Sheng has a lot of interesting properties, which I’ll follow up in later posts:
- There are several strategies for having a “noisy” Sheng – that is, one that can stop, raise a callback, or write to a buffer whenever it encounters some “interesting” state (e.g. an accept state).
- There are also a number of ways Sheng can be adapted to handle a larger portion of the pattern matching task.
- These is nothing inherently x86-centric about Sheng. The TBL instructions on Neon could be used to build up the same facility on ARM, and the multiple register variants of these instructions could be used to build 32, 48 or 64-state DFAs.
- An AVX2 machine can run two independent 16-state DFAs at once for the same cost, although there is no cost-free way for them to interact. AVX 512 adaptation of the same techniques allows 4 such independent 16-state DFAs.
- AVX512 also allows other exotic structures, including larger DFAs using the 16-bit permute operations, including the 2-source permutes.
- AVX512 VBMI adds VPERMB and 2-source byte permutes, allowing this technique to be extended to 64 or even 128 states! However, the added latency of these permutes means that a simplistic implementation will be much slower.
- Since PSHUFB is a permute, it’s possible to compute blocks of this operation out-of-order. This can be exploited to improve throughput where latency of an operation is not equal to throughput – this is not true of PSHUFB or VPSHUFB but is true of some of the more recent shuffle instructions (for example, many of the AVX512 16-bit shuffles are latency=7 throughput=2) and will likely be true of the next generation of shuffle instructions.
- Note that a 2-source permute is not straightforwardly handled by this, as in order to turn permutes over a block on input into a function, we must calculate all possible outcomes on all states. This becomes prohibitively expensive with already large operations.
- This out-of-order computation is not particularly suitable where a “noisy” Sheng is required
Until then, I hope you enjoyed Sheng, and you can find the code on Github.
https://github.com/geofflangdale/sheng
[ please note: it is essentially a ‘sketch’, lacking many features and there is approximately zero software engineering applied to it. The Sheng and BasicDFA structures should related through static or dynamic polymorphism so that they can share test drivers, but I didn’t want to start designing a more generalized interface until I have built out more of the Sheng variants, so I used cut-n-paste-polymorphism 🙂 ]
[ also note: yes, there are many ways to make DFAs run faster, including acceleration, gluing the characters together and various other tricks. There are also a bunch of ways to make DFAs run slower; typically by implementing them on specialized hardware add-in cards, then waiting geological ages to get the data to the cards and the matches back. ]

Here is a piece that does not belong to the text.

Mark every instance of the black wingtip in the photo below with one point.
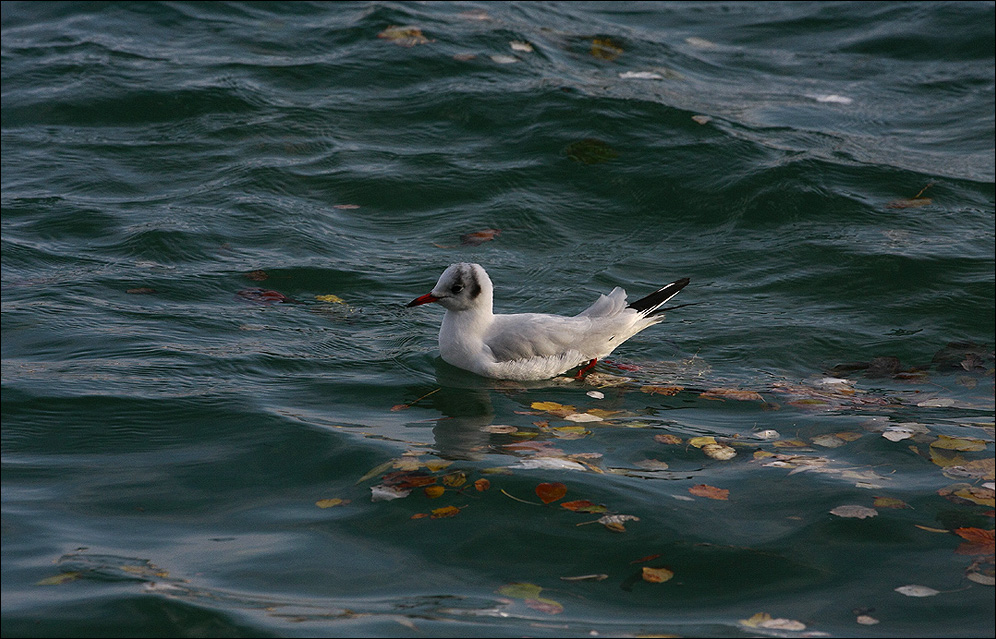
(651, 303)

* I independently invented this technique along with some researchers at Microsoft Research; if anyone can recall the paper where this technique is documented, please let me know and I’ll put in a link and appropriate credit.
Update: Anuj Kalia, in comments, identified a Microsoft Research paper that’s possibly what I saw as Data-Parallel Finite-State Machines – Microsoft Research – for the 16-state case, I believe this approach converges to be functionally equivalent to Sheng. We discovered this work only when we went looking to establish originality of Sheng…
** Anatoly Burakov wrote the first implementation of Sheng within Hyperscan. Alex Coyte later extended Sheng to work as part of a much larger DFA, a subsystem which he felt moved to dub “Shengy McShengface”, for reasons he may not be able to adequately explain.